Institution of an anal cancer prevention program will have several challenges. HRA is not suitable as a screening tool given its cost and limited availability, and screening algorithms to determine whom to refer to HRA, with tests such as anal cytology or HPV testing, have not yet been optimized. This is an important area for future research.
Biopsy confirmation and treatment of anal HSIL both require HRA, a skill that has a long learning curve, and the number of providers is currently very limited. Training programs will need to be quickly scaled up, while maintaining the high standards needed to successfully implement an anal cancer prevention program.
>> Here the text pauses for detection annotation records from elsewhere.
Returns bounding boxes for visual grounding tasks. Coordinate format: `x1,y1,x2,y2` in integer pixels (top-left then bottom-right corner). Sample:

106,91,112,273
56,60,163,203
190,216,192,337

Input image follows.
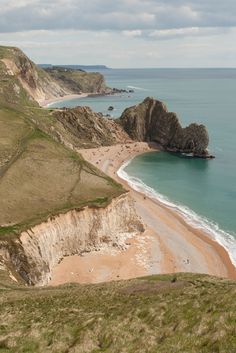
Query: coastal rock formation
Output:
0,194,144,285
119,97,211,158
54,107,131,148
44,66,112,94
0,47,71,102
While ANCHOR has shown that treatment of anal HSIL can reduce the risk of anal cancer, treatment failure occurred too frequently, and further improvements in treatment of anal HSIL are needed.
Only a fraction of HSIL will progress to anal cancer, and given the high prevalence of HSIL in PWH, biomarkers of progression will need to be identified to determine who needs treatment most urgently.
And finally, although PWH represent the group with some of the highest rates of anal cancer, only a small fraction of the cases of anal cancer occur in this group.
Many occur in other high-risk groups, such as those immunosuppressed due to solid organ transplant, or women with HPV-related cancers or pre-cancerous lesions of the cervix or vulva.
What do the results of ANCHOR mean for these groups?
Treatment of anal HSIL might be useful in these groups, but it seems extremely unlikely that ANCHOR can be replicated due to the size and cost of a group-specific randomized trial, along with ethical concerns in having a monitoring arm in the post-ANCHOR era. Policymakers and modelers will need to weigh in.
A new era thus begins in cancer prevention in PWH—for anal cancer—a disease that is widely unknown, yet surprising common in this group, and horrific. PWH have contributed extensively and selflessly in the past to advance our understanding of medical science with benefits not only to themselves but to many others without HIV.
With their contributions to ANCHOR, they have done so once again.
ANCHOR was funded by NCI UM1CA121947, ClinicalTrials.gov number NCT 02135419.